The timber man nods, taking his cue, getting to his feet while Yasia rises.
“Are you going out there?”
“You can’t be! What are you thinking?”
“He can’t be thinking straight.”
The neighbours call out in scorn and concern as Osip takes his leave of them, and Yasia lifts the baby. Passed hand to hand, the child cries all the louder, but Yasia is glad to be leaving—and to have the size of Osip beside her as she turns her back on his calling neighbours.
“You just watch yourselves. Careful.”
“Better watch out the Germans don’t take you.”
—
Ephraim’s back aches from all the standing, but he cannot move to ease it. His shoulders, always so stooped over his workbench, over the frames and lenses, are stiff and painful, and yet the guards still watch them so closely, he can do little more than shift his weight from one foot to the other. But he has Rosa’s small hand in his hand, and this is something. This is something.

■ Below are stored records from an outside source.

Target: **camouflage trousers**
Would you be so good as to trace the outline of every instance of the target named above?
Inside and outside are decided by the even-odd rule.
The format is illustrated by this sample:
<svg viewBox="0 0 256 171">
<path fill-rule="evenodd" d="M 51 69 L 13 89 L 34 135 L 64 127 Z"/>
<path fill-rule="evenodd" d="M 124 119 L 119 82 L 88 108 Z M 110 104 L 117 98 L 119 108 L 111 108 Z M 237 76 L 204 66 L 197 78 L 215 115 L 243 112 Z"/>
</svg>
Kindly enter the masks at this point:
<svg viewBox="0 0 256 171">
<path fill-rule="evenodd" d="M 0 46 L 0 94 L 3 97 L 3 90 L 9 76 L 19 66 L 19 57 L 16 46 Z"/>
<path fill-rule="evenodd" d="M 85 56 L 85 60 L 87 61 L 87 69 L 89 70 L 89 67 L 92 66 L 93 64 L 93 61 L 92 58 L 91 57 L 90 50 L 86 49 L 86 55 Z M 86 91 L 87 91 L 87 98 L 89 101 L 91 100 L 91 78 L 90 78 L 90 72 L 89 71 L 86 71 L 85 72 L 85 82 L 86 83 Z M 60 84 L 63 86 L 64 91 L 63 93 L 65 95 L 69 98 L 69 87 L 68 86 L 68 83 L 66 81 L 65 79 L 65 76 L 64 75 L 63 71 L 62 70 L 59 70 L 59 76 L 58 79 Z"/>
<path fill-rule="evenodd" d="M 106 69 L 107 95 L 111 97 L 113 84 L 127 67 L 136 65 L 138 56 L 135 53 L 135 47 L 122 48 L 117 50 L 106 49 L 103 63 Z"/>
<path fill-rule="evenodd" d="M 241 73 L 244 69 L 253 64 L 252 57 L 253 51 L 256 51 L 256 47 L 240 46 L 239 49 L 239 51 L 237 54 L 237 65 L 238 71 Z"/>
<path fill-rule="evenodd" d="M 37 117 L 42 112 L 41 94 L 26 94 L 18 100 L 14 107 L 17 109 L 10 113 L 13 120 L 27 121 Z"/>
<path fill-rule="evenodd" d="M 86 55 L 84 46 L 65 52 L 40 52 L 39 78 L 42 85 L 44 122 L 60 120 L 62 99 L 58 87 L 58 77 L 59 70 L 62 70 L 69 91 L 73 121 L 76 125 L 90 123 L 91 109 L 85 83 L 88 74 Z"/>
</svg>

He knows Miryam will have told the girl to hold it—she will have seen the pain he is in—but still he is glad of his daughter’s touch. He and Miryam have been hand in hand like this with their young daughter a good hour now, he thinks, although he has stopped looking at the time; he has tried to stop himself thinking about it.
Yankel will come. He will see sense. Ephraim tells himself this to ease his aches. He will bring Momik with him. One suitcase of belongings, winter clothing, food for three days’ travel, just as they did this morning.
Miryam laid out their clothes last night. Three shirts for him, three dresses for her.
“We can wear them one over the other, Ephraim; you will see.”